Goldman Sachs' survey shows that the AI adoption rate among U.S. companies in the second quarter has significantly surged from 7.4% in the fourth quarter of last year to 9.2%, with large enterprises employing over 250 employees reaching an adoption rate of 14.9%. The most important signal is that the revenue expectations for the Semiconductor Industry are set to increase by 36% by the end of 2026 compared to current levels, and the 2025 revenue forecast has been raised.
While Wall Street continues to debate the AI bubble, the latest data on AI adoption rates among U.S. companies and revenue expectations for Semiconductor companies seem to reveal the true nature of this AI revolution.

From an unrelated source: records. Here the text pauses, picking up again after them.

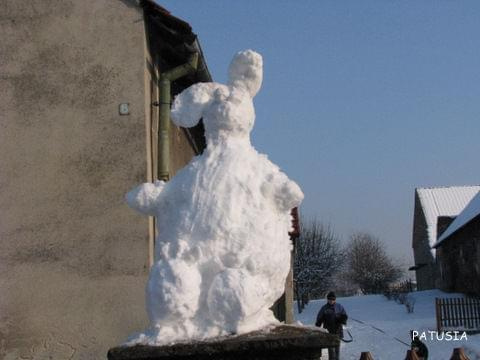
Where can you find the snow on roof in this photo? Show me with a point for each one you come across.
(471, 211)
(443, 201)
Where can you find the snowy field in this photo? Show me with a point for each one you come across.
(379, 326)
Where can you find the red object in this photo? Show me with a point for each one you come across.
(295, 233)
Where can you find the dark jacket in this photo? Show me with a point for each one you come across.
(332, 316)
(420, 348)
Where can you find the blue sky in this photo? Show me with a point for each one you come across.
(362, 101)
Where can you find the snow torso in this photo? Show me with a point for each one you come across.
(222, 252)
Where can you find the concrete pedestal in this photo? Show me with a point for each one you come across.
(283, 342)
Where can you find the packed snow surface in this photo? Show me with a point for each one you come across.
(382, 327)
(222, 252)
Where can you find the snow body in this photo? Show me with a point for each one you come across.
(222, 252)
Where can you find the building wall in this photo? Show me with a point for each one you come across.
(73, 257)
(426, 275)
(459, 258)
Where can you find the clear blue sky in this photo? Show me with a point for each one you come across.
(362, 101)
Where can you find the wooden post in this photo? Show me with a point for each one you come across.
(459, 354)
(438, 313)
(366, 356)
(411, 355)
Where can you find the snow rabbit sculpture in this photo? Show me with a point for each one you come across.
(222, 252)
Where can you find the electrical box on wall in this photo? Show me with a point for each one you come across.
(124, 109)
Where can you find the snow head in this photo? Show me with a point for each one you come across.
(246, 70)
(222, 251)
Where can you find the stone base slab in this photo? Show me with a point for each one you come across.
(282, 342)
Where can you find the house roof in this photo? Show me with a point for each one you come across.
(171, 42)
(443, 201)
(471, 211)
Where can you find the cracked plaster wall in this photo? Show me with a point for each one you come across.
(73, 257)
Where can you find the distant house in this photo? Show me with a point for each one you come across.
(458, 251)
(433, 207)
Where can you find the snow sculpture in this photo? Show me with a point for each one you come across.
(222, 252)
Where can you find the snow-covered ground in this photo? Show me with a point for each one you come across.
(380, 326)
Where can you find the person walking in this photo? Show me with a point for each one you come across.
(419, 347)
(332, 316)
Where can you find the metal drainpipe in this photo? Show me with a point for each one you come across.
(165, 100)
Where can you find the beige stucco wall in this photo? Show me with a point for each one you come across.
(73, 256)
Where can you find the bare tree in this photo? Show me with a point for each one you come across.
(368, 264)
(318, 256)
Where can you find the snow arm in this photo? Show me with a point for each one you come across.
(189, 105)
(145, 197)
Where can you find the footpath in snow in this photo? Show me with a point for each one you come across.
(382, 327)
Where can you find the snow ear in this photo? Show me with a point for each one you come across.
(144, 198)
(189, 105)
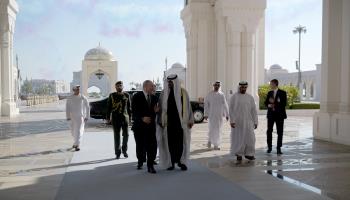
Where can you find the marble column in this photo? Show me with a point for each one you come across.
(332, 123)
(8, 12)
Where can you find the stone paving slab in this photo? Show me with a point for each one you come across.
(94, 175)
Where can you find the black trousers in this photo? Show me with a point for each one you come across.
(279, 125)
(175, 143)
(118, 125)
(146, 144)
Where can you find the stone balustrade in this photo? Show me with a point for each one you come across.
(36, 100)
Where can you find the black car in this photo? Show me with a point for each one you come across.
(98, 109)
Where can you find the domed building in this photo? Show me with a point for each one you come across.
(99, 69)
(98, 53)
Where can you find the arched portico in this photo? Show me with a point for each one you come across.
(332, 122)
(99, 62)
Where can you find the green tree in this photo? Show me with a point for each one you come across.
(27, 87)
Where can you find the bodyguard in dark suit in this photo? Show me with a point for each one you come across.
(118, 112)
(143, 106)
(275, 102)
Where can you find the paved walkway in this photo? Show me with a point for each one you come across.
(35, 156)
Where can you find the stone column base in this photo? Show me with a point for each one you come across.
(9, 109)
(332, 127)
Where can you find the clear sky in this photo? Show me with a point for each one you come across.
(52, 36)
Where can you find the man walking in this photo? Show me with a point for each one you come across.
(119, 111)
(275, 102)
(77, 112)
(175, 121)
(243, 119)
(144, 125)
(215, 109)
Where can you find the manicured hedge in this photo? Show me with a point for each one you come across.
(305, 106)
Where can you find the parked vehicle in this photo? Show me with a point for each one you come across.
(98, 109)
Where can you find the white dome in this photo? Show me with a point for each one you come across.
(177, 65)
(98, 53)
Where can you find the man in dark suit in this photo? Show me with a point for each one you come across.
(118, 112)
(275, 102)
(144, 126)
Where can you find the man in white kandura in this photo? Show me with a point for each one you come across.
(243, 119)
(78, 112)
(174, 123)
(215, 109)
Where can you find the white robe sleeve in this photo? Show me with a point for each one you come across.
(254, 111)
(232, 109)
(68, 108)
(226, 112)
(86, 108)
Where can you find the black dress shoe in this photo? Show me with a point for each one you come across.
(139, 166)
(279, 152)
(250, 157)
(182, 166)
(151, 170)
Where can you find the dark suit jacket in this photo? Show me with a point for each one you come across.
(140, 109)
(280, 102)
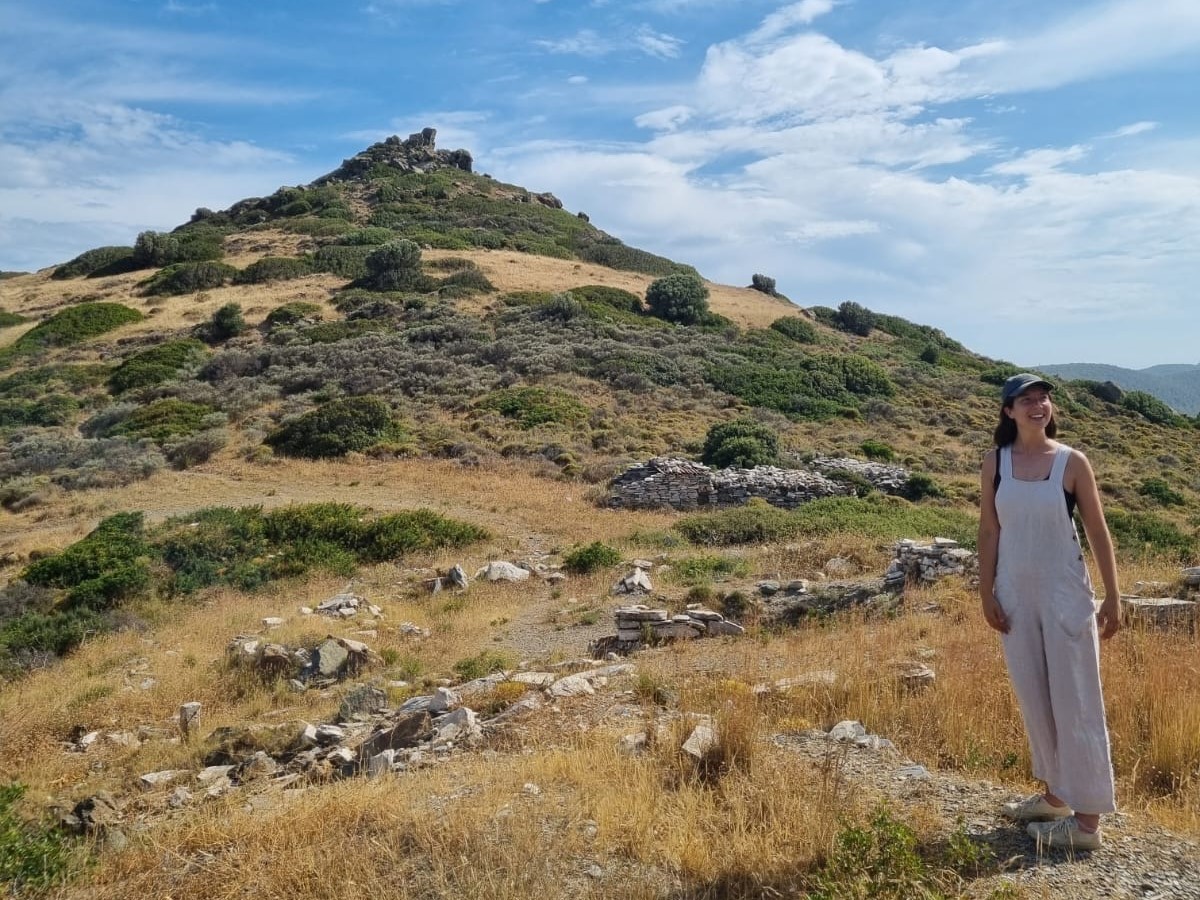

On June 6, according to reports from the Feng Trade Platform, Goldman Sachs' AI adoption tracking report for the second quarter of 2025 shows that the AI adoption rate among U.S. companies has significantly risen from 7.4% in the fourth quarter of last year to 9.2%, with large enterprises employing over 250 employees achieving an adoption rate of 14.9%.
Goldman Sachs' chief Analyst Jan Hatzius, Joseph Briggs, and others stated in the report that the most important signal for the market is that revenue expectations for the Semiconductor Industry are expected to grow by 36% by the end of 2026 compared to current levels, and analysts have raised the revenue forecasts for the Semiconductor Industry for 2025 and AI hardware companies.
Analysts point out that this adjustment in expectations reflects the sustainability of the AI investment boom.
AI investment growth remains strong.
Semiconductor companies are still the biggest beneficiaries of the AI investment wave.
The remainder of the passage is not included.